12 feb 2018 . Actualizado a las 05:00 h.

Siendo niño, en Forcarei, no lograba entender por qué el entroido, que era una fiesta de referencia, no figuraba en el almanaque de Ultramarinos Digna Piche, ni en el Taco del Corazón de Jesús. Encontraba, eso sí, a san Pancracio y san Epifanio, nombres que, a mi juicio, eran irreales. Pero no el martes de carnaval. Pronto aprendí que el entroido era una fiesta movible, ligada -por el borde de afuera- al ciclo de Pascua, y que, para ver dónde caía, debía buscar el famoso miércoles de Ceniza.

Dicho lo cual, por la misma razón que doy por supuesto que algún pastor romano adelantó muchos siglos un compás de flauta que después escribió Mozart -«formosam resonare doces Amaryllida silvas»-, también tengo por cierto que en todas las antigüedades hubo alguna fiesta parecida al carnaval. Pero así como el Tytiro de Horacio no es Mozart, tampoco las mascaradas antiguas fueron un entroido hasta el siglo XI, cuando la cristiandad europea incardinó la algarada de febrero en la preciosa cadencia festiva del calendario cristiano.

El carnaval nació como una ruptura y un introito, o como una enorme campanada que advertía la llegada del tiempo de Cuaresma. Y por eso se conformó como una antífrasis de aquella sociedad rigurosamente ordenada que, durante tres días, a medio camino entre la Navidad y el Viernes Santo, rompía formas y costumbres, se ocultaba bajo las máscaras, y oficializaba su contradictorio derecho a nadar a contracorriente de las normas morales. Y ahí radicaba el enorme atractivo de aquella mascarada: una pautada ruptura con los poderes institucionales -políticos y religiosos- que regían el resto del año, y que se expresaba gastronómicamente en una orgía de grasas y touciños que se interrumpía bruscamente el Miércoles de Ceniza, cuando empezaban los ayunos y abstinencias -que el Sergas debería recuperar para la sociedad laica-, y cuando, tras el goce de la carne caliente, entraba en tromba -«memento homo quia pulvus es»- la gélida meditación de la muerte.

Ahora, en plena vorágine libertaria, el carnaval es una obligación cultural sin sentido. Sus rupturas y mascaradas no logran superar en nada las mamarrachadas que podemos hacer -y hacemos- a diario. Lejos de romper la normalidad, el entroido de hoy -que no nos introduce en nada, ni sabemos cuánto dura- está subvencionado y organizado por los concellos, que alimentan sin medida -salvo en Tenerife, Venecia y cuatro pueblos más- la cutre estética del quiero y no puedo, y que generan una alegría impostada, metida a martillazos en nuestro ciclo vital.
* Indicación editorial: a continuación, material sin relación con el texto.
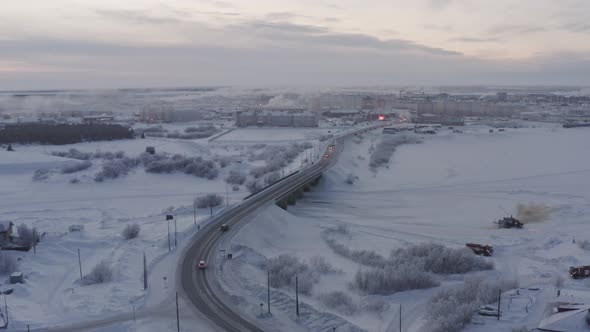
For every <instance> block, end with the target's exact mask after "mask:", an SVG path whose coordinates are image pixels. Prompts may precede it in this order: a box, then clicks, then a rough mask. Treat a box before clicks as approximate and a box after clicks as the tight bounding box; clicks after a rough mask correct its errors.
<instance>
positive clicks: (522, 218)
mask: <svg viewBox="0 0 590 332" xmlns="http://www.w3.org/2000/svg"><path fill="white" fill-rule="evenodd" d="M550 215H551V208H550V207H548V206H547V205H545V204H539V203H529V204H518V205H517V206H516V216H517V218H518V219H520V221H522V222H523V223H525V224H530V223H538V222H544V221H546V220H548V219H549V217H550Z"/></svg>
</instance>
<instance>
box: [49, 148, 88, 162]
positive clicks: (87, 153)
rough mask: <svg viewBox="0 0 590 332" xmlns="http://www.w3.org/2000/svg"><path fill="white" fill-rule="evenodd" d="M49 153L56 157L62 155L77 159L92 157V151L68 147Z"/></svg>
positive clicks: (66, 157)
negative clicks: (55, 156) (73, 148)
mask: <svg viewBox="0 0 590 332" xmlns="http://www.w3.org/2000/svg"><path fill="white" fill-rule="evenodd" d="M51 155H53V156H56V157H64V158H71V159H78V160H89V159H92V153H90V152H82V151H79V150H77V149H69V150H68V151H53V152H51Z"/></svg>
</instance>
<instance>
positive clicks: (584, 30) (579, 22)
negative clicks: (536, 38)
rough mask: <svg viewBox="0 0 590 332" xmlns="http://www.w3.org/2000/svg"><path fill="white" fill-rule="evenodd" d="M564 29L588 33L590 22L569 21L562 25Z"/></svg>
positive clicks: (582, 32) (576, 31)
mask: <svg viewBox="0 0 590 332" xmlns="http://www.w3.org/2000/svg"><path fill="white" fill-rule="evenodd" d="M561 28H562V29H564V30H566V31H570V32H577V33H587V32H590V23H588V22H569V23H566V24H563V25H562V26H561Z"/></svg>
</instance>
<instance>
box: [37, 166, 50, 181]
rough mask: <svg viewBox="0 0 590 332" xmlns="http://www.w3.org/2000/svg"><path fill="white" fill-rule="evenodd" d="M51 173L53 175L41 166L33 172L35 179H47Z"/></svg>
mask: <svg viewBox="0 0 590 332" xmlns="http://www.w3.org/2000/svg"><path fill="white" fill-rule="evenodd" d="M49 175H51V171H50V170H48V169H45V168H40V169H38V170H36V171H35V173H33V181H35V182H39V181H45V180H47V179H49Z"/></svg>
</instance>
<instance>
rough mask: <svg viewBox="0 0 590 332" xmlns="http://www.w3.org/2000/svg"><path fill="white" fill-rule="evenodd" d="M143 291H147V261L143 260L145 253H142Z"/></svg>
mask: <svg viewBox="0 0 590 332" xmlns="http://www.w3.org/2000/svg"><path fill="white" fill-rule="evenodd" d="M143 289H144V290H146V289H147V260H146V258H145V251H144V252H143Z"/></svg>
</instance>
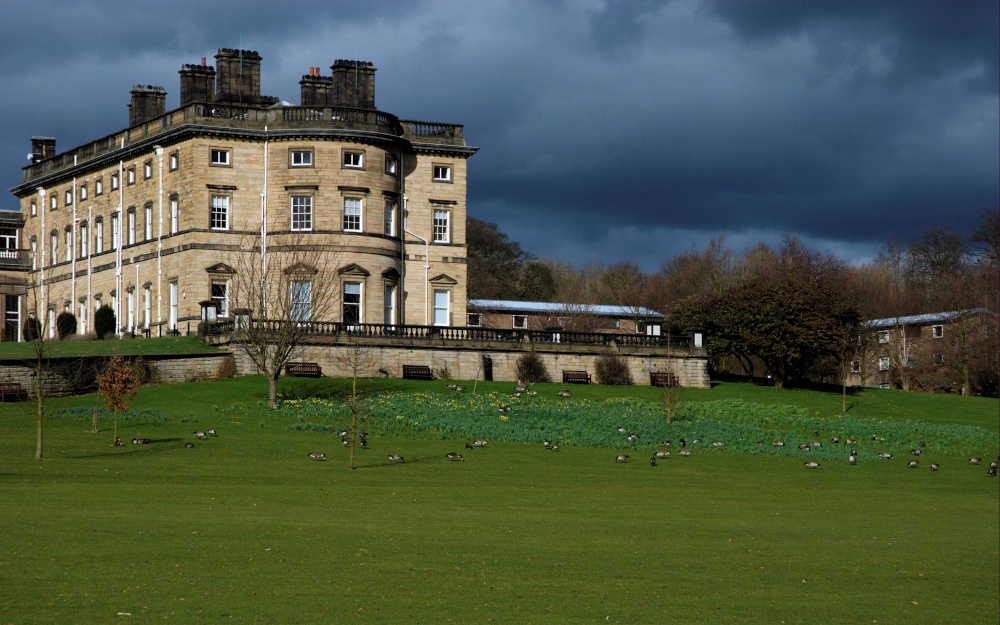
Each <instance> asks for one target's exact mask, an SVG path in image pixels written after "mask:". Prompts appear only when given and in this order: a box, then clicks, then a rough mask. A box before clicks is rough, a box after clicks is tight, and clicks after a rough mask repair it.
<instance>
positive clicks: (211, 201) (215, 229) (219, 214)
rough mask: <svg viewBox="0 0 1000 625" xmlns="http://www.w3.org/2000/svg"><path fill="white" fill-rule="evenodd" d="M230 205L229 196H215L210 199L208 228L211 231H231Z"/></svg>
mask: <svg viewBox="0 0 1000 625" xmlns="http://www.w3.org/2000/svg"><path fill="white" fill-rule="evenodd" d="M229 203H230V197H229V196H228V195H217V194H213V195H212V196H211V199H210V207H209V213H208V227H209V229H210V230H229Z"/></svg>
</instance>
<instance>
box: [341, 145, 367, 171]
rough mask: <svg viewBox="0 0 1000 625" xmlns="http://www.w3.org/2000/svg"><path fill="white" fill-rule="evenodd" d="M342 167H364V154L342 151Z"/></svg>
mask: <svg viewBox="0 0 1000 625" xmlns="http://www.w3.org/2000/svg"><path fill="white" fill-rule="evenodd" d="M344 167H349V168H351V169H364V167H365V155H364V153H362V152H348V151H346V150H345V151H344Z"/></svg>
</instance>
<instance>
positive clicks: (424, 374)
mask: <svg viewBox="0 0 1000 625" xmlns="http://www.w3.org/2000/svg"><path fill="white" fill-rule="evenodd" d="M403 379H404V380H433V379H434V374H433V373H431V368H430V367H427V366H424V365H403Z"/></svg>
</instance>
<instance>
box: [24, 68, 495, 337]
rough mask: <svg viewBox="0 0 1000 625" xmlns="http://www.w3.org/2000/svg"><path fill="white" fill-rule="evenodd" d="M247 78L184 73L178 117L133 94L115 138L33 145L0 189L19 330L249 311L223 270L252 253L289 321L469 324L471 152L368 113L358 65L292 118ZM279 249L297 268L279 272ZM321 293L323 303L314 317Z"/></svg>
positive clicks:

Para más inri, ni siquiera podemos comer cacheira sin hablar del colesterol, ni sublimar la cíclica promesa del «mañana empiezo el régimen» bajo la mística cobertura de la Cuaresma.

Por eso me declaro «libre de entroido». Aunque sé que estos dos días sin clase -tan bien situados- debo agradecérselos al calendario cristiano.